D’Onofrio’s ideas differ most significantly from Genovesi’s in regard to ethical trust. In the Wealth of Nations, as we have shown, even Smith writes about the administration of justice as if it were a top-down process in which justice is supplied by government. Genovesi, in contrast, argues that justice (that is, formal justice, justice as administered by judges) is not something that can be imposed on people who do not trust one another in their informal relations. No political power can sustain the state when its people distrust one another. Suggesting that Genovesi’s economia civile and pubblica felicità are merely “a useful formula in asserting the rights of the prince and the government over and above the rigidity of the legal system” does not acknowledge one of his central ideas, that trust among private individuals is an essential precondition for economic development.

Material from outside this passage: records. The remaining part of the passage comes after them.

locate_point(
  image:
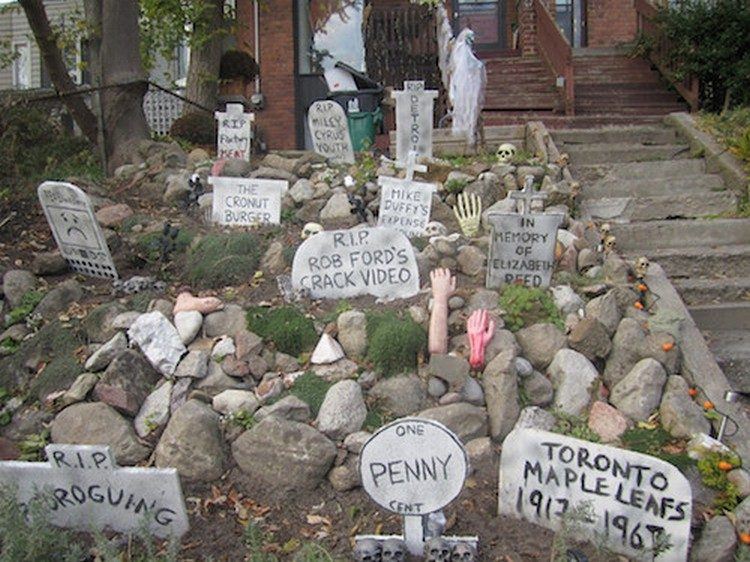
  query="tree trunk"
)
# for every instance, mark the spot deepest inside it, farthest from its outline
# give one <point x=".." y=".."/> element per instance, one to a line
<point x="203" y="70"/>
<point x="53" y="59"/>
<point x="123" y="80"/>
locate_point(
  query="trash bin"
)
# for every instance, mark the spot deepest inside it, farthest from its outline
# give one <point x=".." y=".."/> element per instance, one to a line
<point x="362" y="128"/>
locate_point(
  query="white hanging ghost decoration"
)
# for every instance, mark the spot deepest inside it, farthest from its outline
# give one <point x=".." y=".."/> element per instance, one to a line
<point x="468" y="80"/>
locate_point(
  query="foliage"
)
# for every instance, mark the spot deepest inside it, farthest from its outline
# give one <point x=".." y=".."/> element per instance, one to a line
<point x="28" y="536"/>
<point x="575" y="427"/>
<point x="219" y="260"/>
<point x="655" y="441"/>
<point x="311" y="389"/>
<point x="290" y="330"/>
<point x="715" y="476"/>
<point x="150" y="245"/>
<point x="236" y="64"/>
<point x="35" y="146"/>
<point x="27" y="305"/>
<point x="394" y="343"/>
<point x="709" y="40"/>
<point x="195" y="127"/>
<point x="525" y="306"/>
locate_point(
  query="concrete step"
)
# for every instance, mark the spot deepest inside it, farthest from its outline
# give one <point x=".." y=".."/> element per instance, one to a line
<point x="704" y="291"/>
<point x="706" y="233"/>
<point x="643" y="135"/>
<point x="682" y="185"/>
<point x="659" y="207"/>
<point x="717" y="262"/>
<point x="598" y="153"/>
<point x="663" y="169"/>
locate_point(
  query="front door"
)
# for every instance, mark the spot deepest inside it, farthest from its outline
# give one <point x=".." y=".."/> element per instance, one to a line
<point x="571" y="18"/>
<point x="486" y="19"/>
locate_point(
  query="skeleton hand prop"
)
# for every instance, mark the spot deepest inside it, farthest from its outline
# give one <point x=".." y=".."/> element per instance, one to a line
<point x="480" y="328"/>
<point x="468" y="211"/>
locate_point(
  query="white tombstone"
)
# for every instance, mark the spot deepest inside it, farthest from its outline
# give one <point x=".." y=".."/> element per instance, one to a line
<point x="74" y="226"/>
<point x="235" y="133"/>
<point x="246" y="201"/>
<point x="329" y="130"/>
<point x="414" y="467"/>
<point x="630" y="501"/>
<point x="414" y="110"/>
<point x="340" y="264"/>
<point x="84" y="489"/>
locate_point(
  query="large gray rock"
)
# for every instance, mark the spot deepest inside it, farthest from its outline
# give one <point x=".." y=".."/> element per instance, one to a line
<point x="679" y="414"/>
<point x="352" y="333"/>
<point x="59" y="299"/>
<point x="95" y="423"/>
<point x="717" y="542"/>
<point x="401" y="395"/>
<point x="16" y="283"/>
<point x="343" y="410"/>
<point x="192" y="443"/>
<point x="604" y="309"/>
<point x="539" y="343"/>
<point x="466" y="421"/>
<point x="575" y="381"/>
<point x="126" y="382"/>
<point x="627" y="346"/>
<point x="284" y="454"/>
<point x="639" y="393"/>
<point x="501" y="394"/>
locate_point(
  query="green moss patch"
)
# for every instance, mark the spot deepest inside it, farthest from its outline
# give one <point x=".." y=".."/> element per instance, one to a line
<point x="394" y="344"/>
<point x="290" y="330"/>
<point x="219" y="260"/>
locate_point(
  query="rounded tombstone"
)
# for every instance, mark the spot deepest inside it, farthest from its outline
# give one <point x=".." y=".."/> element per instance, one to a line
<point x="413" y="466"/>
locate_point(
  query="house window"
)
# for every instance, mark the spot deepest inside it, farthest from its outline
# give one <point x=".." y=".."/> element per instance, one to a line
<point x="22" y="65"/>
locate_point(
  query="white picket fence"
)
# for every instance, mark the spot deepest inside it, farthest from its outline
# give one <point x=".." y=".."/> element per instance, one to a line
<point x="161" y="109"/>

To cure the “Neapolitan disease,” Genovesi recommends the cultivation of ethical trust. The main tool for this task is the civil and religious education of the people, children as well as adults, by the church and in public schools ([1768] 2013, II, ch. X, §7). As a true Enlightenment thinker, Genovesi believes that authentic virtue is developed through correct reason. Thus, people can be made virtuous by giving them a rational education. Genovesi’s concern is that an economically backward society may lack the ethical trust that is a precondition for commerce (Pagden Reference Pagden and Gambetta1987).
IV. CONCLUSION
All traditions in the history of facts and ideas have multiple roots, many branches, budding and flourishing leaves. Any historical reconstruction and hermeneutics that aim to offer a new reading of an old and rich tradition must acknowledge fully the plural nature of such a tradition:
The habitual thought categories used to address the development of economic discourse throughout the eighteenth century (mercantilism, Cameralism, physiocracy, political economy, etc.) do not always convey an helpful framework for the definition and comprehension of the work produced by authors who seem not to belong to, or cannot be identified with a single category. The work of Genovesi serves perfectly to illustrate that difficulty of adopting a conventional classification system. (Cardoso Reference Cardoso2013, n.p.)
D’Onofrio does not seem to recognize the complexity of the Civil Economy tradition. He has identified one element surely present in the Civil Economy tradition and in the eighteenth-century European culture, but unfortunately has interpreted it as the only legitimate and all-embracing explanation of eighteenth-century Italian and Neapolitan thought.